Well, it could've been worse. All that really happens is that Locke (possessed by the Smoke Monster) and Jack "Protector of the Island" Shephard fight each other, a magic plug is removed and almost sinks the island, and then it's put back. Eventually, it finishes with a Jacob's Ladder homage, and Jack dies.
It's probably a good thing I didn't invest in the past few seasons, or I probably would've felt a lot more gypped by the ending. A lot of questions remain unanswered, an act of trolling by the writers on fervent, obsessively detailed fans who will never get to see the explanation to these riddles they've waited so long to be answered after their grand unified theory of LOST was smashed to pieces each season by some new revelation that changed everything.

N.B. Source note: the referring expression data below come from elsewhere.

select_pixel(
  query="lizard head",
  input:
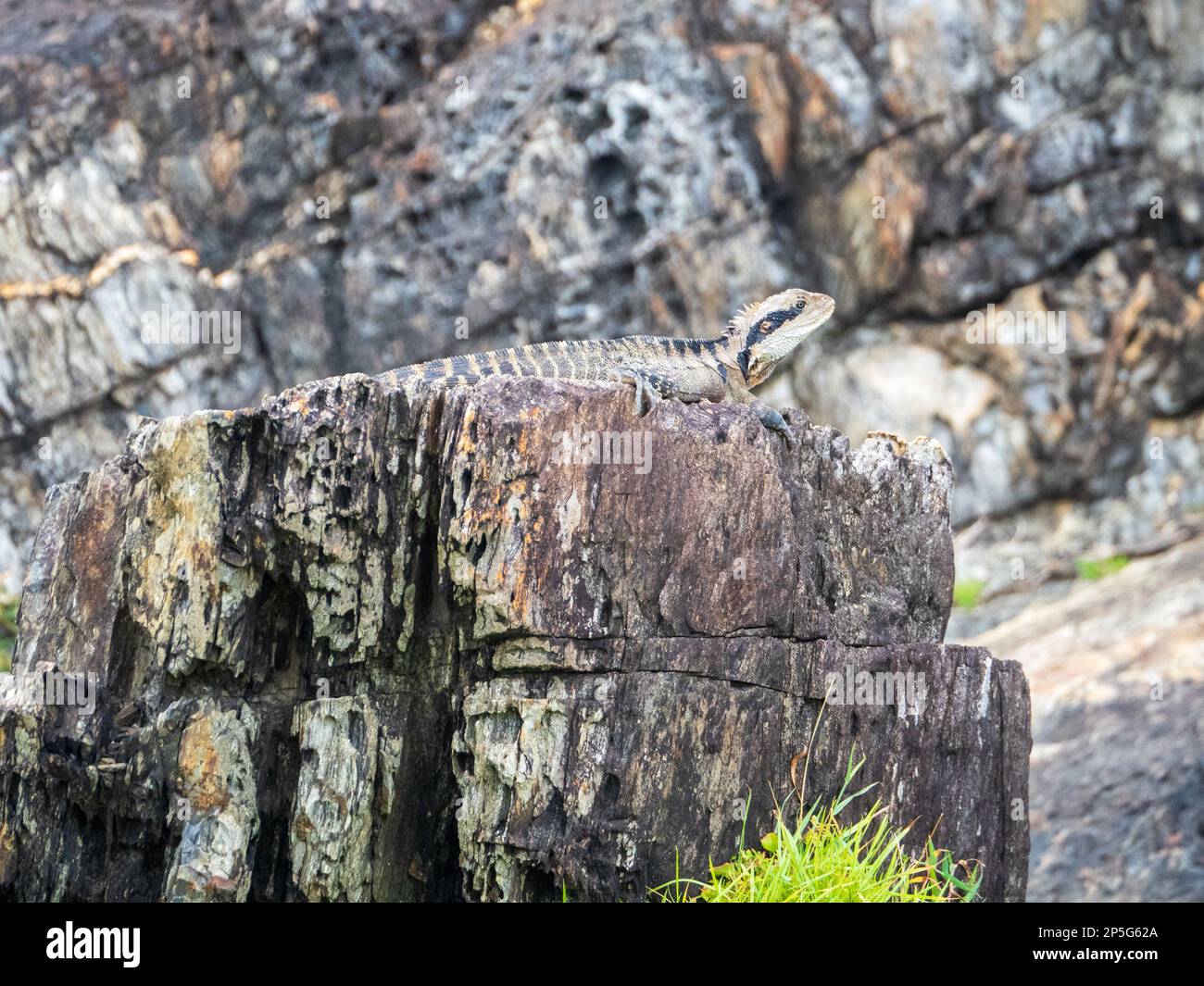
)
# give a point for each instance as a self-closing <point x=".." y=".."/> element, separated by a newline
<point x="762" y="335"/>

Now genre-wise, the show is considered a drama, and not a mystery. So of course the focus, and the story as a whole, is about the characters and their relationships to one another. In that case, it's fairly well resolved. But it's not fair to introduce constant new plot elements, macguffins, and other twists without seeing them through to the end. It's like some giant "aborted arc" pile-up.
Taken as a whole, from beginning to end, Lost is a jigsaw puzzle half-complete, that if given maybe another season or so to piece them all togethor, could have produced a good, coherent whole. Instead, the show became some run-away train that was successfully stopped a mile before reaching the station. And even if they had the ending in mind from the beginning, the whole thing shouldn't have gone on for that long: maybe it was a victim of it's own success?
Goodbye Lost. You provided so many with joy.